<< PreviousNext >>

Runtime extensibility

It has been a while since I last uploaded any progress on my research here, so this time I want to show the current state of the compiler and the built-in language.

As I have explained earlier, when the compiler should compile some source files, it will look for a class in the type system named Reader placed in a package specific for the file extension of the source file. However, we need to be able to define some language in order to create this entry point for another language somewhere. Therefore the compiler has two languages built into it: syntax definitons and the basic language (currently called Basic Storm, bs). These two languages are implemented in C++ and then exposed to the type system of the compiler, so that the compiler can understand something and allow programmers to further extend the system by writing code in Basic Storm and other languages.

The Basic Storm language is implemented as a set of syntax rules (in a bnf-file), along with a number of C++ classes (which are also exposed to the compiler). Currently, the Basic Storm language is fairly competent and has even reached the point where it can be used to extend itself (and therefore possibly create other languages soon). Before we dive into how this can be used to extend itself, I would like to present the current state of Basic Storm.

Current state

The Basic Storm language currently has the most common constructs you would expect from a language, even though some things are likely still missing. The most exciting thing about this is that it is can interoperate more or less seamlessly with C++ if the C++ api:s is designed using what is supported by the language. At the moment, the biggest limitation is that it is not possible to interface with C++ templates (as they are generated compile-time, I would either have to instantiate all possible implementations at compile-time or be able to compile the C++ code later). Aside from that, as long as you follow the calling convention for the class types, and have made all types in the exported function calls visible to the compiler, you are good to go.

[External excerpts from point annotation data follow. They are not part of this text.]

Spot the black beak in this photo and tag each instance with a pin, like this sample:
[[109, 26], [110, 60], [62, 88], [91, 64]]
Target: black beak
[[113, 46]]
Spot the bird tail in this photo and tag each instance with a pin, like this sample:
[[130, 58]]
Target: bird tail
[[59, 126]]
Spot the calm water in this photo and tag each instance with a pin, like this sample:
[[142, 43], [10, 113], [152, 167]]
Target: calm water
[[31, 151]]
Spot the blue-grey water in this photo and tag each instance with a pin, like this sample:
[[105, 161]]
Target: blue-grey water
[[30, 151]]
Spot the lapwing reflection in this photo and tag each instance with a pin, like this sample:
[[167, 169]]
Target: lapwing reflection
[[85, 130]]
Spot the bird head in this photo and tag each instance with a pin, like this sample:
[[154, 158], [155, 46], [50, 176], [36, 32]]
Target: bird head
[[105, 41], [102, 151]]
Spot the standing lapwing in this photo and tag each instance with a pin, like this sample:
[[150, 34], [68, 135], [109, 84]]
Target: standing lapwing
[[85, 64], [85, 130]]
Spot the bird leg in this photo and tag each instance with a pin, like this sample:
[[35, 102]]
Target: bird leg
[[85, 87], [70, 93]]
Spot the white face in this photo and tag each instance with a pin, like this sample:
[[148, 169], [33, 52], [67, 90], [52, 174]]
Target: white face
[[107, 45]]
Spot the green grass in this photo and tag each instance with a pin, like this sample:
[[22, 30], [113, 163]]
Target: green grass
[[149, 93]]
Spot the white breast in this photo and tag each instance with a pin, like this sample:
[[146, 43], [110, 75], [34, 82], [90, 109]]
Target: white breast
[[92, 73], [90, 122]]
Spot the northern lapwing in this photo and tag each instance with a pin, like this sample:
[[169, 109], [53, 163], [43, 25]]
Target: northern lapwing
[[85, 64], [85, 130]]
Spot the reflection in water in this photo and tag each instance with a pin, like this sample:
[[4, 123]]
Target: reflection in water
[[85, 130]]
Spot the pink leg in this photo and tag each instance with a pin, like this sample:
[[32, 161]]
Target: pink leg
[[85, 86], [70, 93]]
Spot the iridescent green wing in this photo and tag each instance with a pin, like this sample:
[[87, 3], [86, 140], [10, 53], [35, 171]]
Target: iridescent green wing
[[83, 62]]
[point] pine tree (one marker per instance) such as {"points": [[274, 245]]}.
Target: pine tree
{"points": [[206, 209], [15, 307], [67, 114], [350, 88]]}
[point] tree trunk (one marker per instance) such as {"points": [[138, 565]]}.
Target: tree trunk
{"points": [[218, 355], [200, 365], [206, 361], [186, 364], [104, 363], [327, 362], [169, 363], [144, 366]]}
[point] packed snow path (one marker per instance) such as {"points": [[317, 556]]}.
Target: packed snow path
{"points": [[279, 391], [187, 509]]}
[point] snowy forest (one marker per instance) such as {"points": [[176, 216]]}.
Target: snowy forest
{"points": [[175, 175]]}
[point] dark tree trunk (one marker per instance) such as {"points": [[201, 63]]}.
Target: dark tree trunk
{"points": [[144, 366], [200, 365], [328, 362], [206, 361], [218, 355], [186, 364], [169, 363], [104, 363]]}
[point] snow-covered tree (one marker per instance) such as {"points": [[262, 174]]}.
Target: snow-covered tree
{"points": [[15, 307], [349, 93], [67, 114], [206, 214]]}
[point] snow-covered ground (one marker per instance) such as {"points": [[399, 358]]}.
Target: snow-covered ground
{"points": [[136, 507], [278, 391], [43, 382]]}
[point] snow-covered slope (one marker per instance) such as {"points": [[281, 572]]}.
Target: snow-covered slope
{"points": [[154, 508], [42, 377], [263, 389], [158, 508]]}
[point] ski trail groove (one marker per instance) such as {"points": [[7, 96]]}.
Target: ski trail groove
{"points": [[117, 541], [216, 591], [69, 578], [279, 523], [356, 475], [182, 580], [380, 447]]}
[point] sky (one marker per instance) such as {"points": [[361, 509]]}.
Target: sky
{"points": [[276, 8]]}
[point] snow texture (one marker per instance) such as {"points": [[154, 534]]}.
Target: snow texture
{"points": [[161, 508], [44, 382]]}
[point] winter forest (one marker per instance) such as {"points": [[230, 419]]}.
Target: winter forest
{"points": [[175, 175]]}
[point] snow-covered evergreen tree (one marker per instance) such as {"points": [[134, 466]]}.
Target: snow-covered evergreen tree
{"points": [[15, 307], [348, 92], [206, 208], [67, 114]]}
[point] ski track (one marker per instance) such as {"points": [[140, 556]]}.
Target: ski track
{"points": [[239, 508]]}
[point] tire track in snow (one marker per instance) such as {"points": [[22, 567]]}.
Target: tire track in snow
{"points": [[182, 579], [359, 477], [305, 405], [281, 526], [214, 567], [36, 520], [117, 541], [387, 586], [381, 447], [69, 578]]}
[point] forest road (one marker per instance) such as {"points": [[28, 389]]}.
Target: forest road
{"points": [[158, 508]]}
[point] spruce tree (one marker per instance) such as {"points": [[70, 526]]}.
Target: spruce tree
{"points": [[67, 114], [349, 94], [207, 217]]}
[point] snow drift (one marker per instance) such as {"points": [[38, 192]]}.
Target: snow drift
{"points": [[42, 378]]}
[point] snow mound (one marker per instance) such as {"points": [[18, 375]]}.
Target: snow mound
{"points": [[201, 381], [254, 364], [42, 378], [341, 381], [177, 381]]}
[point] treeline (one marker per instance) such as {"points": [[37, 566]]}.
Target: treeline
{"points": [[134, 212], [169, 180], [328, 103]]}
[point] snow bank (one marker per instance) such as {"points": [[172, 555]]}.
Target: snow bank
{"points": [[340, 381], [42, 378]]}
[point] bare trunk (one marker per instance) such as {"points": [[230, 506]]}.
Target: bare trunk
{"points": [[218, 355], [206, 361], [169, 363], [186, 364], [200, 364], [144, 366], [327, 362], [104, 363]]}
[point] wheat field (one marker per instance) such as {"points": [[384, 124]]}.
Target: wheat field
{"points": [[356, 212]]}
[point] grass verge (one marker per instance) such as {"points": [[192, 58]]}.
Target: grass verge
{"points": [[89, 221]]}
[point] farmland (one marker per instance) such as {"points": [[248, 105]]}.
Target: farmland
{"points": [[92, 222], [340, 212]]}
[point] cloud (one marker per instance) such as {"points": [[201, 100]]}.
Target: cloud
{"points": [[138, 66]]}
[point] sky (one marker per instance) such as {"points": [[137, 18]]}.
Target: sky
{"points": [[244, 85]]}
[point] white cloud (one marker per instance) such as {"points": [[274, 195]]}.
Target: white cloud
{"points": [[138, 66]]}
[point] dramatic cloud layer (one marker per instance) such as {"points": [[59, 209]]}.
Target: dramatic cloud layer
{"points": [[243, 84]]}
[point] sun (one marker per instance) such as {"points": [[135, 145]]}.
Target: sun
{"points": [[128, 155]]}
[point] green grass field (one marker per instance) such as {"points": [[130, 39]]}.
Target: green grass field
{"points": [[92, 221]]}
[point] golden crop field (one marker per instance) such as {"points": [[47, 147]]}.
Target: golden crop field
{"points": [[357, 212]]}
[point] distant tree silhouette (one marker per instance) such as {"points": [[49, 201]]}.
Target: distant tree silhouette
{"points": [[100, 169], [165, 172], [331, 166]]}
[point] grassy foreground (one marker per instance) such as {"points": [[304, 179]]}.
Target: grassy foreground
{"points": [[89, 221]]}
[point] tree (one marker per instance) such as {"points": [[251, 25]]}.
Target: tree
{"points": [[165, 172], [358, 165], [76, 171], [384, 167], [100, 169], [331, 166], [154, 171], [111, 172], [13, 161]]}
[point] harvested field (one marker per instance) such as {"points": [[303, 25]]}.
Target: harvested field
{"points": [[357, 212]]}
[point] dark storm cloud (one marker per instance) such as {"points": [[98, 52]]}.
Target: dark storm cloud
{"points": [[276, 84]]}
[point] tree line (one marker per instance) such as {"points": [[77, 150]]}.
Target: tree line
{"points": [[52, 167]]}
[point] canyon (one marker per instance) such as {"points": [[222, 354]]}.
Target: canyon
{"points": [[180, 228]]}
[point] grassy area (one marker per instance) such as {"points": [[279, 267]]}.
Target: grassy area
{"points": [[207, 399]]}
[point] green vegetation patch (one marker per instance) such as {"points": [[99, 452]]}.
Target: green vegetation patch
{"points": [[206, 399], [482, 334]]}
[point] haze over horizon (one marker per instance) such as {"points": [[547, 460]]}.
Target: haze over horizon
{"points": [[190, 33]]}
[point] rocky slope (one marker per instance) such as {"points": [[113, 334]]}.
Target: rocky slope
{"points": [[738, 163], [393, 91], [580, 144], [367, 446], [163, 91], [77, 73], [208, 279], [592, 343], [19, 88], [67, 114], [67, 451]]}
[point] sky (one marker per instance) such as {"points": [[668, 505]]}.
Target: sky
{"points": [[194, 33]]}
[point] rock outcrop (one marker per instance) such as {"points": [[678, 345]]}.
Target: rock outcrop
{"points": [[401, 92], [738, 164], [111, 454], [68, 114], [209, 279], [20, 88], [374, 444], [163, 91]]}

First, let's have a look at the class types. Class types work like in Java, where all classes implicitly inherit from Object (then the actual language may choose to hide this fact if it wants to). This means that the compiler will use the first few bytes of the object to store some type information along with a VTable and a reference count. Class types are always allocated on the stack and are reference counted. This means that you do not have to care about managing the objects lifetime as long as you do not create any cycles. In C++, you can use Auto<T> and Par<T> (for parameters) to manage the reference counting automatically. These also respect the calling conventions for the functions correctly. Basic Storm manages this automatically, but does not yet support weak references.

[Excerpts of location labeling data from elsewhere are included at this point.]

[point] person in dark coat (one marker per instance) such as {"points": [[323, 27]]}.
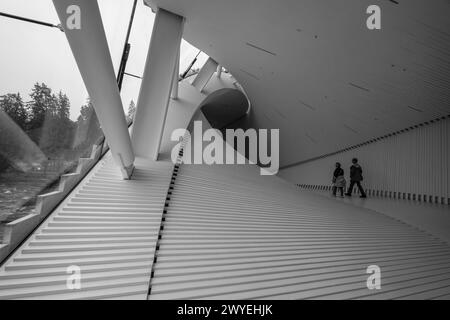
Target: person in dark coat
{"points": [[338, 180], [356, 178]]}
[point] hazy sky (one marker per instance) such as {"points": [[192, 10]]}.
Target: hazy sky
{"points": [[31, 53]]}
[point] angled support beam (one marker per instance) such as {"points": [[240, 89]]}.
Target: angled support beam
{"points": [[176, 76], [84, 30], [219, 71], [206, 72], [157, 84]]}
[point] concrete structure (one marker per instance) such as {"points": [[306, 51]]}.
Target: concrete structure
{"points": [[334, 88]]}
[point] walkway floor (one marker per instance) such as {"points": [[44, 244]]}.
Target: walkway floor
{"points": [[429, 217]]}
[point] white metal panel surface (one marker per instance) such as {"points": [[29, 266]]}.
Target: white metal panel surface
{"points": [[107, 226], [229, 233]]}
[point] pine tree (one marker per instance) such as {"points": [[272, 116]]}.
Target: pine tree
{"points": [[13, 105]]}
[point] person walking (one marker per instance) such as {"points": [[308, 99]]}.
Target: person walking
{"points": [[338, 180], [356, 178]]}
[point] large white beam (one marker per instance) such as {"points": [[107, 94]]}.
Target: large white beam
{"points": [[219, 71], [156, 84], [84, 30], [176, 76], [206, 72]]}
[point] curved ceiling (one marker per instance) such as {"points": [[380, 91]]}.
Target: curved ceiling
{"points": [[312, 68]]}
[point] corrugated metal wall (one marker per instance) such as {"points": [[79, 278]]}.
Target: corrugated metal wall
{"points": [[413, 164]]}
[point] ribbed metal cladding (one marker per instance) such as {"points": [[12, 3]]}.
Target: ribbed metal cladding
{"points": [[230, 233], [108, 227], [411, 165]]}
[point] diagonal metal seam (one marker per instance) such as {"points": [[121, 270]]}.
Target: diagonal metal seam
{"points": [[163, 218]]}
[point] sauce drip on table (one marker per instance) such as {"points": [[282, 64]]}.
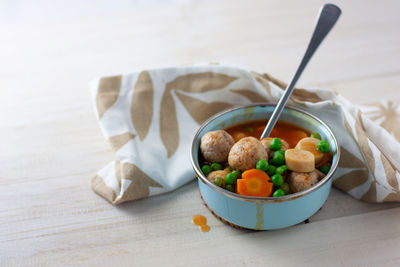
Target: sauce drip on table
{"points": [[201, 221]]}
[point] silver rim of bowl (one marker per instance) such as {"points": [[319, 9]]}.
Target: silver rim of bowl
{"points": [[229, 194]]}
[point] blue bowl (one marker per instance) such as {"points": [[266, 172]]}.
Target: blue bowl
{"points": [[264, 213]]}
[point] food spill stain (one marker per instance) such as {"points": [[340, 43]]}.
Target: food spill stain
{"points": [[201, 221], [260, 216]]}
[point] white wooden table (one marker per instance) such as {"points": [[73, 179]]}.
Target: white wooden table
{"points": [[51, 145]]}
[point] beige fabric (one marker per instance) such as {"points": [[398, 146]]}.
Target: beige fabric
{"points": [[150, 118]]}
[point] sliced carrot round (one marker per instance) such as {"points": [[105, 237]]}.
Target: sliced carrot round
{"points": [[254, 183]]}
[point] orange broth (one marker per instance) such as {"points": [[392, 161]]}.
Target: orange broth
{"points": [[287, 131]]}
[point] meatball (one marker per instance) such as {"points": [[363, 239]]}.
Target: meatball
{"points": [[300, 181], [267, 140], [222, 173], [215, 146], [245, 153]]}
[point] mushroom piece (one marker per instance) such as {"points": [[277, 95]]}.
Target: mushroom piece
{"points": [[245, 153], [215, 146], [300, 181], [221, 173]]}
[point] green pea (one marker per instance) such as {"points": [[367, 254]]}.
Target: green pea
{"points": [[278, 193], [230, 178], [278, 159], [216, 166], [206, 169], [281, 169], [316, 135], [277, 180], [275, 144], [271, 170], [325, 169], [323, 146], [229, 187], [262, 164], [237, 173], [286, 188], [218, 181]]}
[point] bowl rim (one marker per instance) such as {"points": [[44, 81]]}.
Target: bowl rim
{"points": [[294, 196]]}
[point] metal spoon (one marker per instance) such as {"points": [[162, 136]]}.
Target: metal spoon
{"points": [[327, 18]]}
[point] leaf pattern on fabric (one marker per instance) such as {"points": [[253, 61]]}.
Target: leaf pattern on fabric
{"points": [[193, 106], [140, 182], [351, 180], [107, 93], [98, 186], [118, 141], [250, 95], [264, 81], [142, 104], [194, 83]]}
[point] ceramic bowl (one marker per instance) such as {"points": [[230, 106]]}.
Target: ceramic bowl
{"points": [[266, 213]]}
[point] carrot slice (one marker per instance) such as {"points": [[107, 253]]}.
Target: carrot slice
{"points": [[254, 183], [255, 173], [326, 160]]}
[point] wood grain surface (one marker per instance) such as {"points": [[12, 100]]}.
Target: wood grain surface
{"points": [[51, 145]]}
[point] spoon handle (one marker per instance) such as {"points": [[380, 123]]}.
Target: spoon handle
{"points": [[327, 18]]}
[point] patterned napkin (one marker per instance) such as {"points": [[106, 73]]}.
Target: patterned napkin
{"points": [[150, 118]]}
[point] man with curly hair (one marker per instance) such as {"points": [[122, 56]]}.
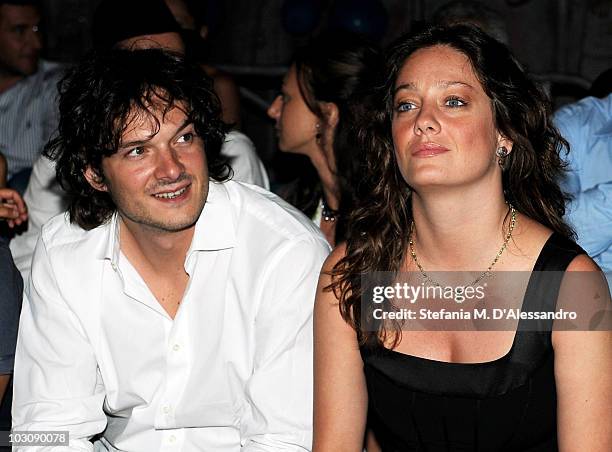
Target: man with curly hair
{"points": [[170, 309]]}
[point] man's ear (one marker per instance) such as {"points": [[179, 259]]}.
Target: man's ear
{"points": [[95, 180], [331, 113]]}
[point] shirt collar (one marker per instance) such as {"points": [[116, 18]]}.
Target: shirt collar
{"points": [[606, 130], [112, 248], [216, 227]]}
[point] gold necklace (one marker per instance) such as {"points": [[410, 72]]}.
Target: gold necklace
{"points": [[484, 274]]}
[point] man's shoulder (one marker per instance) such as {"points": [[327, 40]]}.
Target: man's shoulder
{"points": [[59, 234], [259, 210]]}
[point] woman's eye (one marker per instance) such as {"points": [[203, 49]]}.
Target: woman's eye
{"points": [[405, 106], [186, 138], [455, 102]]}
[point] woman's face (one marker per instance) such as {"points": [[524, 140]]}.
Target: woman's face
{"points": [[443, 126], [296, 125]]}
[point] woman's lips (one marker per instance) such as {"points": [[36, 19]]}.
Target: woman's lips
{"points": [[428, 150]]}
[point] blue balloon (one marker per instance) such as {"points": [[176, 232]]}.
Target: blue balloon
{"points": [[300, 17], [367, 17]]}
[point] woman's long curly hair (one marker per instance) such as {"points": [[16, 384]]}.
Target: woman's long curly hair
{"points": [[378, 231], [103, 95], [338, 67]]}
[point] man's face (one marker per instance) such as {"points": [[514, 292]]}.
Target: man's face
{"points": [[158, 180], [20, 41]]}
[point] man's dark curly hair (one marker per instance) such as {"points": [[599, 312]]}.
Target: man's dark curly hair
{"points": [[98, 101]]}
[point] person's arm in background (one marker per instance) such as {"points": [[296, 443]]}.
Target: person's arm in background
{"points": [[12, 207], [56, 381], [590, 212], [11, 290], [278, 410], [3, 170], [583, 363], [242, 157]]}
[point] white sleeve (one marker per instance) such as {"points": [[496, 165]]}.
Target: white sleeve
{"points": [[56, 380], [243, 159], [278, 415]]}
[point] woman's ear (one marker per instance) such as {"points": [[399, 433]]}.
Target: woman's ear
{"points": [[95, 180], [331, 113], [502, 141]]}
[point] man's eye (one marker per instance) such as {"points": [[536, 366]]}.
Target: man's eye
{"points": [[135, 152], [405, 106], [19, 29], [455, 102], [186, 138]]}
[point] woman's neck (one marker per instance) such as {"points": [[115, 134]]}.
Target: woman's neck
{"points": [[464, 231], [327, 176]]}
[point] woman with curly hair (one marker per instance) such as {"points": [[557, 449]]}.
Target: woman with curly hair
{"points": [[464, 161]]}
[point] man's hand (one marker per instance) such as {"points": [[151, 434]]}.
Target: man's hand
{"points": [[12, 207]]}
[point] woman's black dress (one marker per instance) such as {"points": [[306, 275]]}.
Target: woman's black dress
{"points": [[509, 404]]}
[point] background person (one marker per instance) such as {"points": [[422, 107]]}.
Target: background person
{"points": [[587, 127], [464, 161], [28, 91], [323, 94]]}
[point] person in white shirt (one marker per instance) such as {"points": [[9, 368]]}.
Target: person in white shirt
{"points": [[169, 309], [156, 28]]}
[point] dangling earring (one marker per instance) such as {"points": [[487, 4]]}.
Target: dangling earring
{"points": [[501, 153]]}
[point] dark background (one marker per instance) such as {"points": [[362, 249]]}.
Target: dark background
{"points": [[563, 43]]}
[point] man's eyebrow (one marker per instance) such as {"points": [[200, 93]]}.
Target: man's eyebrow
{"points": [[404, 86], [136, 143], [442, 84], [186, 123]]}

Since class types have an overhead for each allocation, they are not well suited for smaller types, for example 2d or 3d points. Therefore, the compiler also supports value types. These are in contrast to class types, always allocated on the stack and passed by value to functions. In order to make the value types compatible with C++, we need to know about copy constructors and assignment operators. One could argue that value types should not need any of those, and this is true in many cases, but as I need to handle the reference counting whenever you have a reference to a class type in a value, I thought it would be easier to implement full support from the beginning. This also means that I have to have support for destructors as well. It is worth to note that even though the compiler is fully aware of destructors, you can not yet declare a destructor in Basic Storm. I have simply not have the need for anything else than the default generated ones yet.

Here are some examples of declaring and using types in Basic Storm:

class Base {
    Int a;

    ctor(Int z) {
           // here, we can not access any members of this
           super() {
                      a = z;
           }
           // now, we can!
    }

    Int overload() {
        a;
    }

    Int sum() {
        a;
    }
}

class Derived extends Base {
    Int b;

    ctor (Int z, Int x) {
         super(z) {
                   b = x;
         }
    }

    Int overload() {
        b;
    }

    Int sum() {
        super:sum + b;
    }
}

This is a simple declaration of two classes, and should show fairly well how I have chosen to implement some important parts of the language. Firstly, I am currently using the : character to clarify the type. I would like to use ., just like member access later, but it was a lot easier to keep it separate for now. It is somewhat like C++, super::bar would be super:bar, and not super.bar.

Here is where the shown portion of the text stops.